GlaxoSmithKline’s (LON: GSK) (GSK.L) share price has endured a rough few months. Trading above 1,700p in late June, the shares now change hands for around 1,515p. That share price decline has pushed Glaxo’s dividend yield up to an attractive 5.3%. But is the dividend safe? Will the payout grow going forward? Here are some of my thoughts.
I can see both a bull case and a bear case for GlaxoSmithKline as a dividend stock. I hold the stock in my personal dividend portfolio right now, but I’m far from convinced about the company’s dividend prospects.
For a start, Glaxo has paid the same dividend payout of 80p for three years now. That’s not good. Tesco did the same thing between 2012-2014, before slashing its payout in 2015. A frozen payout is also a negative for investors who rely on dividends for income, as with inflation running at 2%-3% per year, the purchasing power of the dividend diminishes over time.
New dividend policy
In its July half-year report, Glaxo made several references to the dividend. The company stated:
“GSK recognises the importance of dividends to shareholders and aims to distribute regular dividend payments that will be determined primarily with reference to the free cash flow generated by the business after funding the investment necessary to support the Group’s future growth.

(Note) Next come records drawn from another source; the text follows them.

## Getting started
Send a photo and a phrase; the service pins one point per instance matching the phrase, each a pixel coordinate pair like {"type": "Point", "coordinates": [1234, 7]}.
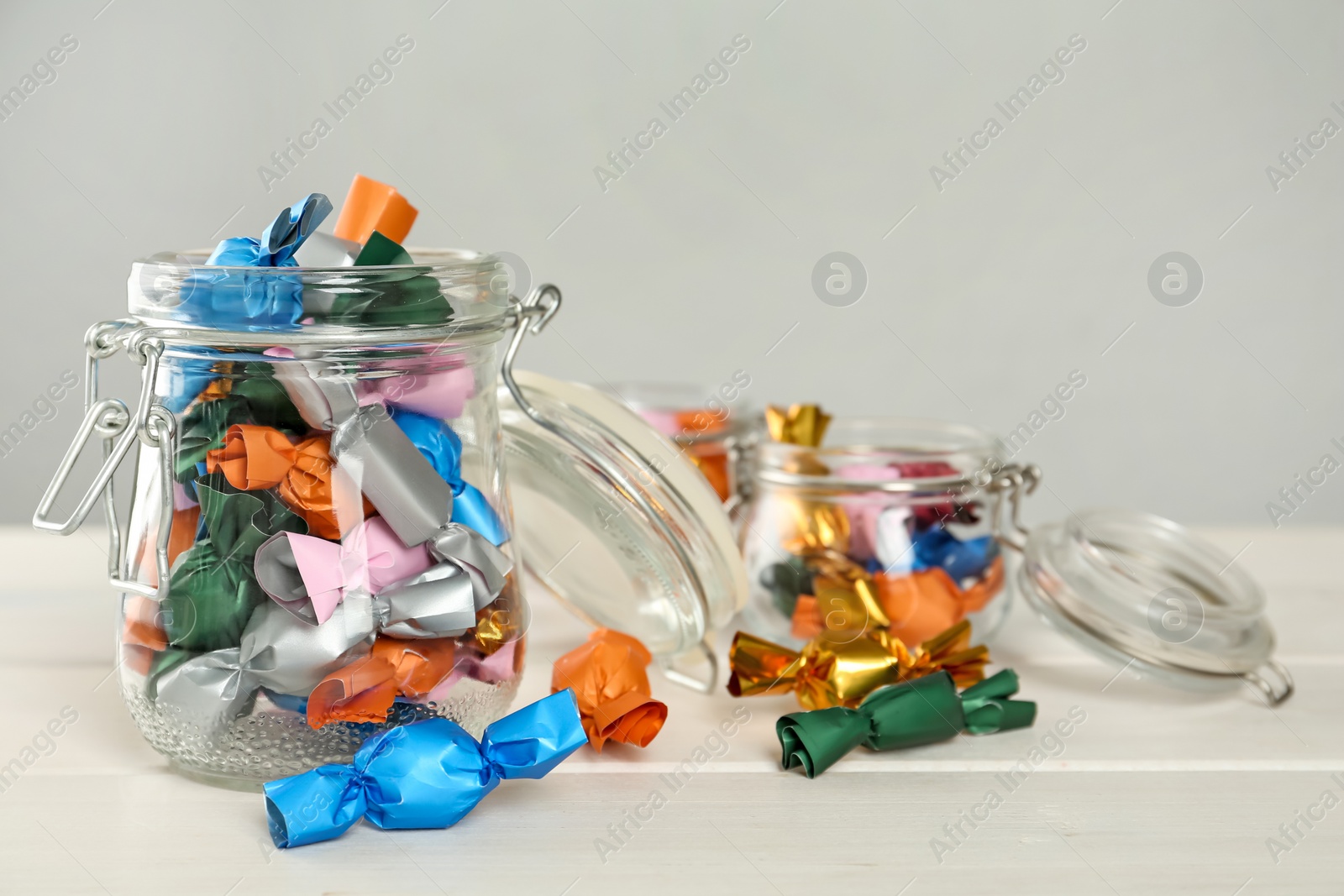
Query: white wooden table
{"type": "Point", "coordinates": [1158, 792]}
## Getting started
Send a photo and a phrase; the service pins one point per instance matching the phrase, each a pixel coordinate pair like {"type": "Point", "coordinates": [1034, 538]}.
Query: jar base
{"type": "Point", "coordinates": [214, 779]}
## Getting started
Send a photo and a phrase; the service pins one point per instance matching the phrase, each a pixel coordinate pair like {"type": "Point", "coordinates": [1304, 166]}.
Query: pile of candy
{"type": "Point", "coordinates": [875, 560]}
{"type": "Point", "coordinates": [326, 550]}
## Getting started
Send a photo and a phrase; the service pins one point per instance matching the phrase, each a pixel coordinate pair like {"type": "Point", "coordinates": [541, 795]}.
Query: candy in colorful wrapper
{"type": "Point", "coordinates": [252, 302]}
{"type": "Point", "coordinates": [799, 425]}
{"type": "Point", "coordinates": [428, 774]}
{"type": "Point", "coordinates": [326, 250]}
{"type": "Point", "coordinates": [922, 604]}
{"type": "Point", "coordinates": [490, 669]}
{"type": "Point", "coordinates": [444, 450]}
{"type": "Point", "coordinates": [382, 250]}
{"type": "Point", "coordinates": [214, 590]}
{"type": "Point", "coordinates": [608, 678]}
{"type": "Point", "coordinates": [831, 672]}
{"type": "Point", "coordinates": [911, 714]}
{"type": "Point", "coordinates": [279, 242]}
{"type": "Point", "coordinates": [371, 206]}
{"type": "Point", "coordinates": [961, 559]}
{"type": "Point", "coordinates": [309, 575]}
{"type": "Point", "coordinates": [277, 651]}
{"type": "Point", "coordinates": [438, 602]}
{"type": "Point", "coordinates": [786, 582]}
{"type": "Point", "coordinates": [423, 672]}
{"type": "Point", "coordinates": [261, 457]}
{"type": "Point", "coordinates": [396, 477]}
{"type": "Point", "coordinates": [365, 689]}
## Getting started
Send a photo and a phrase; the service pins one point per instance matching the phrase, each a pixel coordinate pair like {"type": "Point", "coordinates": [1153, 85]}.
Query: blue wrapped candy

The Board intends to maintain the dividend for 2018 at the current level of 80p per share, subject to any material change in the external environment or performance expectations. Over time, as free cash flow strengthens, it intends to build free cash flow cover of the annual dividend to a target range of 1.25-1.50x, before returning the dividend to growth.”
I like the wording “recognises the importance of dividends to shareholders.” That’s what a dividend investor wants to hear. However, that statement also suggests that we won’t see dividend growth any time soon.
Free cash flow coverage
Looking at free cash flow over the last three years, the picture doesn’t look great.
|Free Cash Flow (m)||3,322||265||3,320|
|Dividends Paid (m)||3,869||3,871||3,892|
|Free Cash Flow to Dividends||0.86||0.07||0.85|
We can see that the free cash flow to dividends ratio is quite a long way off the target ratio of 1.25-1.50.
The most recent half-year didn’t see any improvement, with the company generating free cash flow of £368m, vs half-year dividends of £1,857m.
Turning to dividend coverage, the table below shows that dividend coverage has been thin in recent years. City analysts do expect coverage to improve a little this year, however.
|Core Earnings Per Share||95.4||75.7||102.4||110.8|
|Dividends Paid Per Share||80.0||80.0||80.0||80.0|
|Dividend Coverage Ratio||1.19||0.95||1.28||1.39|
Putting this all together, my conclusion is that GlaxoSmithKline is far from the perfect dividend stock. Dividend coverage has been thin over the last three years, and free cash flow will have to increase significantly before shareholders see any dividend growth.
Having said that, the company looks to be a more balanced business after the 2015 asset swap with Novartis, and City analysts expect revenue to rise by a healthy 8.3% this year. With the world’s ageing population likely to boost demand for healthcare in coming years, healthcare stocks should benefit. With that in mind, I’m going to hold on to my GlaxoSmithKline shares for now, but I’ll certainly be keeping a close eye on the company’s free cash flow and dividend coverage going forward.
Disclosure: Edward Sheldon, CFA owns shares in GlaxoSmithKline.
This article is provided for general information only and is not intended to be investment advice. The value of an investment may fall. The investments referred to in this article may not be suitable for all investors, and if in doubt, an investor should seek advice from a qualified investment adviser.